Kaddisfly - Set Sail the Prairie


Truthfully, I've been fully prepared and anxious to proclaim Set Sail the Prairie as album of the year for over 18 months. After hearing the leaked copy of Set Sail for the first time in 2006, I was shocked. Amazed. Kaddisfly, this group of humble musicians from Portland Oregon, had managed to take the sound that created a near-perfect rock album in 2005's Buy Our Intention; We'll Buy You a Unicorn and then outdo themselves by no small margin. For new ears, Kaddisfly play a kind of hybrid art-rock that utilizes the vitality of alternative-punk, the sophistication of math-rock, and the seamlessly applied gloss of catchy pop hooks. There's some heady stuff here that won't fully sink in for three, four, or more listens. Each song is dynamic, with the band placing emphasis on progression and concept. The album ties each song together in a year-long journey across the globe, with each of the 14 tracks represents a stay in a city across the northern hemisphere for one of the twelve months and the two solstices. Traditional instruments from each of those twelve cities are incorporated in the recording of the corresponding song, completing the effect. Even with all of this going on there's little to be intimidated by, because each song is distinct and features abundant use of rich, hooky melody. It's this juxtaposition of pop and progression that makes Set Sail so reapeatably intriguing. More than any other album in 2007, Kaddisfly have managed to create fourteen songs that mesh together on one disc, but stand apart from themselves as unique and memorable accomplishments.
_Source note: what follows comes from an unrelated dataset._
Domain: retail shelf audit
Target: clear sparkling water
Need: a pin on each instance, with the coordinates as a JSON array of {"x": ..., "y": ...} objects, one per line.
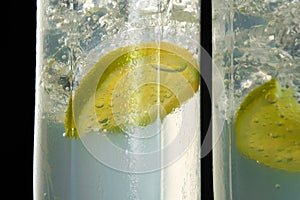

Simply put, for fans of fans of alternative rock, this is the 2007 album that must be heard and heard often.
Song Highlights: Campfire, Waves, Birds, Clouds, Empire, Snowflakes, Via Rail, Silk Road, Forest
Links: Homepage - Last.FM - Myspace

Commentaires

  • daydream_set

    i'm glad i'm not the only independent music fan who hasn't written MM off as major label sell-outs. even though i don't place them among my absolute favorites, i think that in many ways they get better with maturity. i couldn't get into [i]set sail the prairie[/i], but i can understand why it's so adored by fans of challenging/more complex alternative rock. however, empire made it into my nano mix quite often. should have been a huge radio hit. i think it's awesome how [i]hissing fauna[/i] seems to transcend musical genre. it really is a remarkable album. and i'm glad to see a sentence of sorts in kongsvinger in your favorite songs from that album too.

    3 jan. 2008, 6h07m
  • Thismanisdan

    I really should be checking out this Gavin Castleton character. I'm suprised to see Fair To Midland so high up on your list. Great release none the less. I'm really looking forward to seeing what direction they take next album. I'm still choked Aereogramme will not be around to release more beautiful albums like this one. At least they quit while on top.

    4 jan. 2008, 3h20m
  • Mrozikos667

    Fables... isn't FtM's debut! They had two albums before. Anyway, it's my album of the year :)

    6 jan. 2008, 17h43m
  • spectre1982

    Debut in the sense that this is the first release after being signed. Glad you liked i too

    7 jan. 2008, 0h27m
  • richtaylor521

    No Swallow the Sun or Future of Forestry?